In a case that will impact the role of Inter Partes Review and Post Grant Review at the Patent Office, the Federal Circuit issued a precedential order denying a petition for rehearing en banc in the case of In re Baxter, Int’l Inc (Fed. Cir. 2011-1073) (originally reported at 678 F.3d 1357). The concurring opinion of Judge O’Malley (with which Judges Rader and Linn joined) sought to clarify an issue raised by the dissent (Newman, J.) relating to whether an administrative action can nullify a judicial order. Specifically, Judge O’Malley wanted to clarify that nothing in the underlying ruling prevents the Patent Office from reviewing the validity of a patent, even if a district court has previously found the patent is not invalid. “A judgment in favor of a patent holder in the face of an invalidity defense or counterclaim merely means that the patent challenger has failed to carry its burden of establishing invalidity by clear and convincing evidence in that particular case- premised on the evidence presented there.” Id.at 2. It is also instructive to note that the Court found that a later review of a patent before the Patent Office is undertaken based on the particular evidence before the PTO, and with a lower burden of proof (preponderance of the evidence).
Importantly, however, the Federal Circuit clarified, and the PTO conceded, that a later finding of invalidity of a patent by the Patent Office (i.e., in an Inter Partes Review) does nothing to alter a prior judicial decision against a specific patent challenger. For example, if Defendant is found to infringe a patent, but that patent is later deemed invalid, principles of res judicata prevent that Defendant from removing the burden of its loss in federal court.

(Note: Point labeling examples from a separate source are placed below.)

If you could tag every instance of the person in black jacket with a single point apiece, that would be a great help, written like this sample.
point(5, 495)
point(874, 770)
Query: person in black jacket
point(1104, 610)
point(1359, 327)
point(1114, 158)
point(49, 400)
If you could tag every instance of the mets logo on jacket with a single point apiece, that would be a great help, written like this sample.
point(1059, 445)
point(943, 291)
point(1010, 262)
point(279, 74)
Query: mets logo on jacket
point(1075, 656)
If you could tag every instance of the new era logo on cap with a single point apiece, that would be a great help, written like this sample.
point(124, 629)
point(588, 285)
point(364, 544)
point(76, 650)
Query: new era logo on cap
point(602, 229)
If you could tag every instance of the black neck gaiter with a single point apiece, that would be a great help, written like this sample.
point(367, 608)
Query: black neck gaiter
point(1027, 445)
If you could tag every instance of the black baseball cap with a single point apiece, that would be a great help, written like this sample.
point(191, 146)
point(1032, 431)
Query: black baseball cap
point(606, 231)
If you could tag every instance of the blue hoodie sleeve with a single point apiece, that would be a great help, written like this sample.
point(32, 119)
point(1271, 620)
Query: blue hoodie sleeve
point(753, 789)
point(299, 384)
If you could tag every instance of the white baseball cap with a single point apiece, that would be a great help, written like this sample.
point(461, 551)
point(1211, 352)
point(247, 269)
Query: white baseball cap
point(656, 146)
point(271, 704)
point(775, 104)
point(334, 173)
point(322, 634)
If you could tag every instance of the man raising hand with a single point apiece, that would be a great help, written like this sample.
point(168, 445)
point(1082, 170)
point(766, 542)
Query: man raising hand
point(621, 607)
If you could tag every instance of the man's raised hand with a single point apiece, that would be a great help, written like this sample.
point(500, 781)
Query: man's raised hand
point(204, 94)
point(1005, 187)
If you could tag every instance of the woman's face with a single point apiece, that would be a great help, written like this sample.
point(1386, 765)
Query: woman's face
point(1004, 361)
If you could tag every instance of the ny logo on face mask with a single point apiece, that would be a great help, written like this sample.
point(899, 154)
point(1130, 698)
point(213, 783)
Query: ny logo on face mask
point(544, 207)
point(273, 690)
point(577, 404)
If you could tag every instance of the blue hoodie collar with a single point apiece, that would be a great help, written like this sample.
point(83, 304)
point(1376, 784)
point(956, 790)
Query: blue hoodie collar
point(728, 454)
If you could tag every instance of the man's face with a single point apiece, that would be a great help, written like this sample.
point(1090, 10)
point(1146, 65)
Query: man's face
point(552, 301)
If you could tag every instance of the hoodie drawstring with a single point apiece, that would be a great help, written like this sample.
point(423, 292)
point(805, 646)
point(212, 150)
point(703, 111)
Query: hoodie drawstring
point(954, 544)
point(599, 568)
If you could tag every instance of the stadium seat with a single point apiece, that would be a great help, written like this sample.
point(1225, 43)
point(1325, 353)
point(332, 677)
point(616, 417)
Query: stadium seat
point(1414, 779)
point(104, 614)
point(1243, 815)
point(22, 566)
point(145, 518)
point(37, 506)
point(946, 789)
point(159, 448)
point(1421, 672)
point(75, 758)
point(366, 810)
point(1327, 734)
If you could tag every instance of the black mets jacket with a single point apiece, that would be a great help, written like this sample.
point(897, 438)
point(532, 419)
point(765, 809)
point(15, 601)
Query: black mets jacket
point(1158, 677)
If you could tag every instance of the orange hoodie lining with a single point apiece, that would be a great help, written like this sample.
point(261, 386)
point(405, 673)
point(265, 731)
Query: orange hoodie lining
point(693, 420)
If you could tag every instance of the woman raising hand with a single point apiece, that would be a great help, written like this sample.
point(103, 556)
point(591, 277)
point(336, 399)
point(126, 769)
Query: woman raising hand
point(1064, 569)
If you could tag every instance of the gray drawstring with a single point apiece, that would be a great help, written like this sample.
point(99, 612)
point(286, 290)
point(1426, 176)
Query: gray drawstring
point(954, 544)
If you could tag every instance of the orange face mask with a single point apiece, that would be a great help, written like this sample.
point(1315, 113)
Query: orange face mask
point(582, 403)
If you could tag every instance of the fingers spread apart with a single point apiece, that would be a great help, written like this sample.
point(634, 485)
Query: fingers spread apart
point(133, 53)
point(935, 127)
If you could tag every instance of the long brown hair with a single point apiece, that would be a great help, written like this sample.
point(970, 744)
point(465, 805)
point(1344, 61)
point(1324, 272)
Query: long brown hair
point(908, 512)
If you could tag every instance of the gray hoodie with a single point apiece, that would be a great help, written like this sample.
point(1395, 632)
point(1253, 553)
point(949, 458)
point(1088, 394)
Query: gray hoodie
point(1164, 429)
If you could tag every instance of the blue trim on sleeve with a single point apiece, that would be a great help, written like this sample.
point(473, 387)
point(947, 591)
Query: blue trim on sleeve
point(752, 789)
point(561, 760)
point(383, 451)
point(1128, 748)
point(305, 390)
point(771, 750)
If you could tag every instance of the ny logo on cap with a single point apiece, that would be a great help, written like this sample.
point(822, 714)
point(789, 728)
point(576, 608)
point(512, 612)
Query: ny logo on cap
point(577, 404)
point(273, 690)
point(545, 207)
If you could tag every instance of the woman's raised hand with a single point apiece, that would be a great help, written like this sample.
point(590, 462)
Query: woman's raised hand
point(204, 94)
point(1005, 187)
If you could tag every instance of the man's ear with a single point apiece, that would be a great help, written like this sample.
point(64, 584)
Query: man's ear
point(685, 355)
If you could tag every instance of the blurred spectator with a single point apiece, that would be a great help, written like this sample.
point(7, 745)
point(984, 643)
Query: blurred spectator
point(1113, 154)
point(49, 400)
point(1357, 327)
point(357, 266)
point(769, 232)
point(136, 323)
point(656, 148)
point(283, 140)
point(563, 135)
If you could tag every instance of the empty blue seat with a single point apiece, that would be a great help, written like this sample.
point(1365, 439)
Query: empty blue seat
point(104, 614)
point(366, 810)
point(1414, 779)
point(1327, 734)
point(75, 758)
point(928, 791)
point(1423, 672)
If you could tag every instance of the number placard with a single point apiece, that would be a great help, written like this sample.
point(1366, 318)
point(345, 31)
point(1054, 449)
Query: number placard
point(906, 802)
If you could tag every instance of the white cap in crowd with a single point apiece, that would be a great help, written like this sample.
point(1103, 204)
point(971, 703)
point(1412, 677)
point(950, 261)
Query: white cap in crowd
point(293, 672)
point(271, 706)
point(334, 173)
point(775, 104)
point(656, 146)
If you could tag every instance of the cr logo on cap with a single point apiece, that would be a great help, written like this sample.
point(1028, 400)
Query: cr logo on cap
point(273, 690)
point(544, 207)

While the Baxter case was decided in the context of reexamination, there is nothing in the Federal Circuit’s order that would suggest that the holding does not also apply to Inter Partes Review and/or Post Grant Review. Merely because a patent was found not invalid at the district court level does not prevent that same patent from being subject to Inter Partes Review or Post Grant Review. That is not to say, however, that the defendant who loses in that district court case can reverse that federal court determination by prevailing at the PTAB.